EmekGüncel

SÖYLEŞİ | SAG Hidrolik’te Sendikal Mücadeleye Baskı: İşçilerin Birliği Sermayeyi Yenecektir!

Eylemler, sadece bireysel bir direniş olarak kalmayıp, fabrikada örgütlü olmanın ve haklarını birlikte savunmanın önemini de gözler önüne serdi.
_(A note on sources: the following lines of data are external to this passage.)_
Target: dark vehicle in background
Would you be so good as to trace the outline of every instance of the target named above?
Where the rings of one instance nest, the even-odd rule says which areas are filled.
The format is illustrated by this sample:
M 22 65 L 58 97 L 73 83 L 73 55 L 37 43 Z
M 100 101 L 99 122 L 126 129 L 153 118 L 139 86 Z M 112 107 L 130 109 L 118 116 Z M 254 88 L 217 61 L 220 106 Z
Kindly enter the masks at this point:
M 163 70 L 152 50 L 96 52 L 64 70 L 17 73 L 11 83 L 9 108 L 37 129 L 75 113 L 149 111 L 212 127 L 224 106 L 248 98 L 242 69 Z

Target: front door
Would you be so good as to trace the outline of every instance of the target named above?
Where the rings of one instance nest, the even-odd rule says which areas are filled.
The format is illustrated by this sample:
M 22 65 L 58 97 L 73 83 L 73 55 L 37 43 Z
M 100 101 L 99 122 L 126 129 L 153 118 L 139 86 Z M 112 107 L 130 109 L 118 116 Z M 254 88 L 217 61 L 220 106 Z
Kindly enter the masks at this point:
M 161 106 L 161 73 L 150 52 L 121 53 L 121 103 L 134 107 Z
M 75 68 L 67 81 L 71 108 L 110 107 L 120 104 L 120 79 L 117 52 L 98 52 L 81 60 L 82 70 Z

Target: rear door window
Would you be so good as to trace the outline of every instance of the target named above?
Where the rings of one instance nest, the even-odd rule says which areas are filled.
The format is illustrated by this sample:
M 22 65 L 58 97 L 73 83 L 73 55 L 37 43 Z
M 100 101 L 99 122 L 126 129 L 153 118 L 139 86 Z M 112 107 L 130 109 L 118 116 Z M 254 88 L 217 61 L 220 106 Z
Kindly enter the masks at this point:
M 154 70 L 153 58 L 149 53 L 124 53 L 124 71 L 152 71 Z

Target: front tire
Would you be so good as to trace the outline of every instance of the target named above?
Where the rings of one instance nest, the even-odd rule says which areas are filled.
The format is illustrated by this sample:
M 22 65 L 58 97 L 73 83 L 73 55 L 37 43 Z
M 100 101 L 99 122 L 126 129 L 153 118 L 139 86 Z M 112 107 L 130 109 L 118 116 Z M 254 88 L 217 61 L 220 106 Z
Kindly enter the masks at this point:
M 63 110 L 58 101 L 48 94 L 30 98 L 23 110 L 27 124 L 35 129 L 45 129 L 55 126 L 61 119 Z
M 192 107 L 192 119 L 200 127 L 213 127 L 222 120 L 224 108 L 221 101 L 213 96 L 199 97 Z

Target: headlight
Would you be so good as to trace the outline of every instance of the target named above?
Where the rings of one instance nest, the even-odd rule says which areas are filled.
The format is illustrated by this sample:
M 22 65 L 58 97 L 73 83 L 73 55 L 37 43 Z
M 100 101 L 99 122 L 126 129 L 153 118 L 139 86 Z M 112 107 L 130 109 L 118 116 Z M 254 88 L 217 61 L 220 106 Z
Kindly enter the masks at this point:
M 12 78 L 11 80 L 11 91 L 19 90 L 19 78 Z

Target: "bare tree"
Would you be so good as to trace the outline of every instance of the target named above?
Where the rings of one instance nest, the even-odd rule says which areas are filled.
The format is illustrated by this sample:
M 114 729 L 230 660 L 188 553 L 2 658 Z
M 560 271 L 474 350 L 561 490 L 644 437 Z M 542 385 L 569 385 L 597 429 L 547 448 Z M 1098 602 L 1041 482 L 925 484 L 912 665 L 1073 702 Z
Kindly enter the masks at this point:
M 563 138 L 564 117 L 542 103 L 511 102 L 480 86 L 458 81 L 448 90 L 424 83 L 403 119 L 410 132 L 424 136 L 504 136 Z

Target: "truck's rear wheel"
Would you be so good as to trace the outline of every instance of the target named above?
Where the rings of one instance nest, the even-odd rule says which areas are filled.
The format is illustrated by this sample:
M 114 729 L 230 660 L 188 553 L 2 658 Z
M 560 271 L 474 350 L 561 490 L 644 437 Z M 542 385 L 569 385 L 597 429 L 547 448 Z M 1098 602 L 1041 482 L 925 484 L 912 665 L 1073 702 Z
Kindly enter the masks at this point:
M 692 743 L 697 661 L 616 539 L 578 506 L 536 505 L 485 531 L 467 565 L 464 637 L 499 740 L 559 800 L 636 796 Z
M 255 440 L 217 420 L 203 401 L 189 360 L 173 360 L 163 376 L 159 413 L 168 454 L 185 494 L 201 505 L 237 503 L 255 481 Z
SAKARYA– Sakarya Hendek’te faaliyet gösteren İtalyan sermayeli SAG Hidrolik fabrikasında, sendikal faaliyet yürüttüğü gerekçesiyle vardiya sorumlusu Onur Kahraman’ın işten çıkarılması,
işçiler arasında büyük tepki yarattı.

Kahraman’ın işten atılması, hem bireysel bir mağduriyet hem de örgütlenme hakkına yönelik bir saldırı olarak değerlendirildi.
Birleşik Metal-İş Sendikası yetkilileri, işten çıkarma kararının tamamen haksız olduğunu belirterek, patronla diyalog kapılarının hala açık olduğunu, ancak çalışanların örgütlenme haklarından asla vazgeçmeyeceklerini ifade etti.
Yetki sürecinin tamamlanmasının ardından toplu iş sözleşmesi masasına oturulması ve tüm çalışanların haklarının güvence altına alınması hedefleniyor. Fabrikada yürütülen sendikal örgütlenme çalışmaları, 140 kişilik işçi grubunun çoğunluğunu kapsayacak şekilde ilerliyor. Bakanlığa yapılan yetki talebinin ardından, örgütlenme komitesinde yer alan Onur Kahraman’ın işten
çıkarılması, sürecin kritik aşamasında işçilerde büyük bir öfke yarattı. Bu gelişmenin ardından sendika üyeleri, fabrika önünde eylem kararı aldı.
Çalışma arkadaşları, Kahraman’ı yalnız bırakmayarak dayanışma eylemlerine başladı. Emekçiler, her molalarını işten çıkarılan arkadaşlarının yanında geçirerek ıslık ve alkışlarla destek verdiler. Patronun tehdit ve uyarılarına rağmen işçiler, dayanışma sayesinde hem hak arayışlarını hem de sendikal mücadele iradelerini ortaya koydular.Eylemler, sadece bireysel bir direniş olarak kalmayıp, fabrikada örgütlü olmanın ve haklarını birlikte savunmanın önemini de gözler önüne serdi.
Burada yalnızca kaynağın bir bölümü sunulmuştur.